A while ago I closed my eyes and tried to sense the feeling of Passover. Beyond the history and the reason why we celebrate, there is the atmosphere of every holiday. The family story and personal story, the sensational story—the emotional charge.

When I close my eyes and think about Passover, I can smell the matzoh ball soup, the cooking. I remember the excitement of the new clothes my mother bought me. I remember us all cleaning the house for weeks before the Passover seder, and how I couldn’t wait for us to finish with it. I remember how excited I got when my father would purposely hide pieces of bread throughout the house, and my older brother and I would search for the pieces of bread he hid. Then we would go out to burn the chametz we found in the house. It puts a huge smile on my face when I remember the sign language my family made up for the song “Echad Mi Yodea.”

These preparations for the holiday often remind me of show rehearsals. When I am in the process of a new creation, I first of all choose a general theme. Usually, it is a theme that I am concerned with at the time. Before I think about the values I want to convey, before I read theoretical content on the subject, I try to connect to the theme from an emotional place, to my senses, to my memories.

Usually, two days before the show when everything is pretty much ready, and the only thing left is my excitement, I stop rehearsing. I get impatient. There’s a point where I feel: enough, this show needs an audience.  And I remember that feeling as a child, before the Passover seder. That’s it, I was out of patience. I just wanted the guests to arrive, to wear the new dress, and to begin the seder (and the great suspense: Who? Who would find the afikomen?
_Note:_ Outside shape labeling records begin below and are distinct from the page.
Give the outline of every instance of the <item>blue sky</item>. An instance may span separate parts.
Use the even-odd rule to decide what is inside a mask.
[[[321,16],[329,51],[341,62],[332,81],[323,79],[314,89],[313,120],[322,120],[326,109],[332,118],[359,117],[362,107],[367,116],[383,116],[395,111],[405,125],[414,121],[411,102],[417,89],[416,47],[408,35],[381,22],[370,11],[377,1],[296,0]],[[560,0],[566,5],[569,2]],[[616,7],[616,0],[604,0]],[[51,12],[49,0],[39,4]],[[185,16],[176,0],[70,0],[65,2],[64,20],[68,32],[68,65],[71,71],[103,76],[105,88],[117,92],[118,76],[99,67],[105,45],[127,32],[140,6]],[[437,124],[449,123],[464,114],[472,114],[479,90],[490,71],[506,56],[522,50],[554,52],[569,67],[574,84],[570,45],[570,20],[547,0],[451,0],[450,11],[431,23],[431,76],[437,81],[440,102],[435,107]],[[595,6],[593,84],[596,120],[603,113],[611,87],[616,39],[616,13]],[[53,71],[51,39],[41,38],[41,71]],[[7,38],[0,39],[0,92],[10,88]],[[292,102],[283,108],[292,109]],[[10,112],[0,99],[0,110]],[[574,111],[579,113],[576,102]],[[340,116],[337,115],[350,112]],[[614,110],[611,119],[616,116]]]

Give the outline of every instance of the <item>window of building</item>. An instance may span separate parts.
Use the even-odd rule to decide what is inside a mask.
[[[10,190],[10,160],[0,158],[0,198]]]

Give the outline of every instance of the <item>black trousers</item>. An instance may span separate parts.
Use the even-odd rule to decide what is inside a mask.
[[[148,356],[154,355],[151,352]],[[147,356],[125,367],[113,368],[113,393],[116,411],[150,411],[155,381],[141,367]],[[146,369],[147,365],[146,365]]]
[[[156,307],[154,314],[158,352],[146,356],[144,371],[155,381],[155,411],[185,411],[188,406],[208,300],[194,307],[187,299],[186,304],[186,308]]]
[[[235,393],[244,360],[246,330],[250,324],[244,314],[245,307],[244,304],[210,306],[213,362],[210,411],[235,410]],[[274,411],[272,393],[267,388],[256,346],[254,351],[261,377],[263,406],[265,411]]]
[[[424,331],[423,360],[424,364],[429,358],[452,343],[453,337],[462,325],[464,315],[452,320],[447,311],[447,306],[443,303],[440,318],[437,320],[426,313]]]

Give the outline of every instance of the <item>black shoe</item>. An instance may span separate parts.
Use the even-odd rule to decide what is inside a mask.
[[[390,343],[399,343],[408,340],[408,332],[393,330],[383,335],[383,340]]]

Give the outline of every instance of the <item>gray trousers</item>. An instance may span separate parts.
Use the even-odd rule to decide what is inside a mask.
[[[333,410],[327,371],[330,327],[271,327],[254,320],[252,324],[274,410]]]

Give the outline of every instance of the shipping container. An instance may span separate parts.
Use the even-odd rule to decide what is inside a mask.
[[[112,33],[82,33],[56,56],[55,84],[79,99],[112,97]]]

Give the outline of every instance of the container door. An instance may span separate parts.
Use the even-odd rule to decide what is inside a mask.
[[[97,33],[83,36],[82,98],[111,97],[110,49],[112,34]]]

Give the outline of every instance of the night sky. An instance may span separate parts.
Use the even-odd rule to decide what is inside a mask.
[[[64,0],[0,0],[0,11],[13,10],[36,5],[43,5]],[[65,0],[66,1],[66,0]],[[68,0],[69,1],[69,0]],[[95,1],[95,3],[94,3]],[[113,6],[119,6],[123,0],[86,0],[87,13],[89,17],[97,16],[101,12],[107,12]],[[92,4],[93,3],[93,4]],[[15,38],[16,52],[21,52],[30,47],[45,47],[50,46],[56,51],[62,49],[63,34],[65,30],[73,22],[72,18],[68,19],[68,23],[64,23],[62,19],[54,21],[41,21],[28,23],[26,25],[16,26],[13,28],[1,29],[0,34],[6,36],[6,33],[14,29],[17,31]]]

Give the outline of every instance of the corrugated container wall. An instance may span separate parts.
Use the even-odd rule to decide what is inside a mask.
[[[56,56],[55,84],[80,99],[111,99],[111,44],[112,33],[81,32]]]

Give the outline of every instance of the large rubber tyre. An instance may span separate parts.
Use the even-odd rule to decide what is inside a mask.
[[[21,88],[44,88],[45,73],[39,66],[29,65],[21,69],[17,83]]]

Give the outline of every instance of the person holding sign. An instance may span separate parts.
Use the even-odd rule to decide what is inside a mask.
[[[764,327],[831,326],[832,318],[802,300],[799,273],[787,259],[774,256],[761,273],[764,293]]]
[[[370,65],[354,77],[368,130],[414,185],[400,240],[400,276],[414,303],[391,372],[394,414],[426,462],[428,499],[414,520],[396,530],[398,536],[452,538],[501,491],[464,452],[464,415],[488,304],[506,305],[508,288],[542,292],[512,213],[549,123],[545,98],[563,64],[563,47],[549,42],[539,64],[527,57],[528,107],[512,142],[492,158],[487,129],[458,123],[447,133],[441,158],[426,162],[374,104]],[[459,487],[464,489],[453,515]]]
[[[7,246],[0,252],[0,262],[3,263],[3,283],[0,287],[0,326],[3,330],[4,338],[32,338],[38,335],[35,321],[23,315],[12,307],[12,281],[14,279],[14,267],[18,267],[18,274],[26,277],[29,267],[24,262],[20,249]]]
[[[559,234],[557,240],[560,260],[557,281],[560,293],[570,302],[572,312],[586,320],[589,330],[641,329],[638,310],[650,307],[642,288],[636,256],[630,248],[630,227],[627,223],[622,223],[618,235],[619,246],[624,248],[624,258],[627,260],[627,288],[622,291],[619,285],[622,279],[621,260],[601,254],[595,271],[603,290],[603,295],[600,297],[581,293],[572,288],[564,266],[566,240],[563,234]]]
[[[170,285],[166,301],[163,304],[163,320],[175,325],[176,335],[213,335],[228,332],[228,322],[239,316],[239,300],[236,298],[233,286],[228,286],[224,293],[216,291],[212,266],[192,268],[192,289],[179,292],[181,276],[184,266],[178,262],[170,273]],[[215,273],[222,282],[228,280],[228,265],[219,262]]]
Maybe this time it would be me?)

When you think about it, Jewish ceremonies, or the Passover seder for instance, are, in all senses, theatrical events. For Passover, we have a Haggadah, that is, a play. In this wonderful play there is a story, and the invited guests have to tell it. We sit in a certain way (each family chooses their own artistic style), there are stage directions that tell you when to eat and what to eat, when and how to drink and in what ways to tell the story. There are families who actually embody Elijah the prophet entering their home. And like a theatrical performative action—which aims to take the audience through a small journey so they come out slightly different than they were going in—such is the Passover seder. Even though we tell the same story every year, I always remember us reaching the end of the seder with a sense of catharsis. We always go through some emotional process over the course of the Passover seder. There is a reason why everyone sings “next year in Jerusalem” at the end of the play.

A few weeks ago, I had a meeting with my mentor Tova Speter for the fellowship, and Tova spoke about the difference between memory and history. Memory is really something beyond the historical event. While we talked about it, a strong memory came to mind of the Passover seder I had a decade ago:

Ten years ago, a week before the Passover seder, my grandmother was hospitalized. Everything was very dramatic. My family and I were so focused on my grandmother’s health that we weren’t at all involved in the Passover seder. At the last minute, family friends invited us to their seder and we decided to go. I remember being in the hospital until very late and arriving late to the seder. I remember myself walking on our friends’ street, and hearing the Passover seder in almost every house. From a lot of houses, I heard families singing the same song in the Haggadah. As if they all timed it together. At first, I ran, because I was in a hurry, but very soon I slowed down to listen to the sound of the families. Of the holiday. Of the dishes, the songs, the children, the laughter. It was a very powerful experience. Because it both instantly got me into the holiday spirit, and because there was a touching sense of community in it. For one evening, we are all having the same ceremony. We are all in the same play.

The memory of that Passover seder has a strong emotional charge. An emotional charge that motivates me to hold the Passover seder each year. Beyond the historical story, there is also everything we create around it, the essence of the story, the sense of belonging.

Which brings me back to the creative process and the search for sensation and emotion.

Both in my artistic work and my work as a medical clown, and simply in life itself, I remind myself again and again that sometimes you can’t change reality, but you can change the way you look at it. We always choose a point of view, and that point of view is related to how we tell our story. I would like to hear people’s stories. I wonder how the participants see their home, where they see themselves in relation to it. Do you have stories related to your sense of belonging? How can memories be theatrically written so that we can tell them in the form of storytelling? I want the story to transform from a historical story into a memory. An emotional story with perspective. Because our memories and experiences in life really are what shape us, the way we choose to tell our story is the way we will remember a certain event and ourselves.